Alice Feldon wasn’t relieved to see Matthew Stark wander into the Gazette newsroom. She was standing at her desk as usual, glasses on top of her head, her nails painted something called African Violet. Stark couldn’t have spent more than a few hours in Antwerp. She’d just come from fighting the money boys upstairs about his bebopping around, spending the paper’s money with no discernible progress on any kind of story, large, medium, or small.
“You’re the ones who’ve been telling me to give the man a chance,” she’d said. So go suck an egg, she’d felt like adding.
Yes, they’d replied, but did she know how much it cost to fly to Belgium?
Stark moved past her desk, his black leather jacket unzipped. Underneath was a black denim shirt and, for a change, heavy charcoal cords. And those damn boots, of course. Alice tried to imagine him in tassel loafers and couldn’t. The man was informal to the point of insolence. But she knew he gave such matters little or no thought. People could take him or leave him. He didn’t give a damn which.
“I thought you were in Antwerp,” she said.
“I was.”
“And?”
The black-brown eyes were leveled at her. “And now I’m back.”
“Jackass,” she said, unintimidated. “I want a progress report on my desk in an hour. You can’t be trusted, Stark.”
“Zeigler in?”
“Forget it. He’s not doing any more errands for you. I haven’t got the staff to waste on a story that’s going nowhere fast. You prove you’re nursing something important, I’ll give you all the help you need. Get me some facts, dammit. Until then, you’re on your own.”
“Never mind,” Stark said, as if he didn’t hear her. He was looking around the big, open newsroom. “I see him. Love your nails, Feldie. Make you look like a real dragon lady.”
She shoved her chair in under her desk, just missing her fingers. “Stark, goddamn you, I’m serious!”
He gave her one of his slow, disarming grins. “You’re always serious, Feldie. Loosen up.”
“You don’t come up with a story this time, you lazy ass is out of here. I mean it, goddamnit.”
“That’s not much of a threat,” he said.
He sauntered over to the massive copy machine, where Aaron Ziegler was feeding in paper and looking bored out of his mind.

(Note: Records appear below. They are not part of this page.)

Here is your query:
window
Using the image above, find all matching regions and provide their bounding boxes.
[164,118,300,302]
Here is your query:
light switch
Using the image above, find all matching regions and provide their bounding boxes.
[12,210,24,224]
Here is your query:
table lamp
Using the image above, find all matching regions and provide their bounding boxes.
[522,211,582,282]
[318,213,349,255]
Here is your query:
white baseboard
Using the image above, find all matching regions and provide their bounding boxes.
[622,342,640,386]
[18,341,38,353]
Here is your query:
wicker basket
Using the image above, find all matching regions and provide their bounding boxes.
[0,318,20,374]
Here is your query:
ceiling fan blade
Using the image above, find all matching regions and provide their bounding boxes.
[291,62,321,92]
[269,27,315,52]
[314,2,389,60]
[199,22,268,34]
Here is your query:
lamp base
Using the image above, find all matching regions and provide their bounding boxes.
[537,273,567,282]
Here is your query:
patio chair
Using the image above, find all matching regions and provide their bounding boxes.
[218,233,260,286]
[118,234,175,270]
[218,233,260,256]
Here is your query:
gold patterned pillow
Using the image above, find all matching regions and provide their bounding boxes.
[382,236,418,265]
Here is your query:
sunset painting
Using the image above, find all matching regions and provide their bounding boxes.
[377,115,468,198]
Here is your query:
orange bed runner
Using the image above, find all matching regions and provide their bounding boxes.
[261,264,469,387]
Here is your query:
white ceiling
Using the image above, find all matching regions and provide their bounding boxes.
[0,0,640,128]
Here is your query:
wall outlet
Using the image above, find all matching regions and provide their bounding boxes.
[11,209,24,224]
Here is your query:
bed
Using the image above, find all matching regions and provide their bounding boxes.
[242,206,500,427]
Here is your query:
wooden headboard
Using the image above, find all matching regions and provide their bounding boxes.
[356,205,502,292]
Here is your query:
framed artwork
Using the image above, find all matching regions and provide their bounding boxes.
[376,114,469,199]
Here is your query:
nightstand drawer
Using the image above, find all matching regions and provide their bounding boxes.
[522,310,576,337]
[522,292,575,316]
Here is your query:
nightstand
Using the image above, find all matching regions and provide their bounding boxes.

Rookie reporter or not, he had on a dark suit, rep tie, white shirt, and shiny Weejuns. Alice thought he had to have a trust fund or something. God only knew he couldn’t afford clothes like that on what the Gazette paid him. Dread and excitement came into his face when he saw Stark, but five minutes with Alice earlier that day had reminded him which side his bread was buttered on, so to speak. He glanced up at her.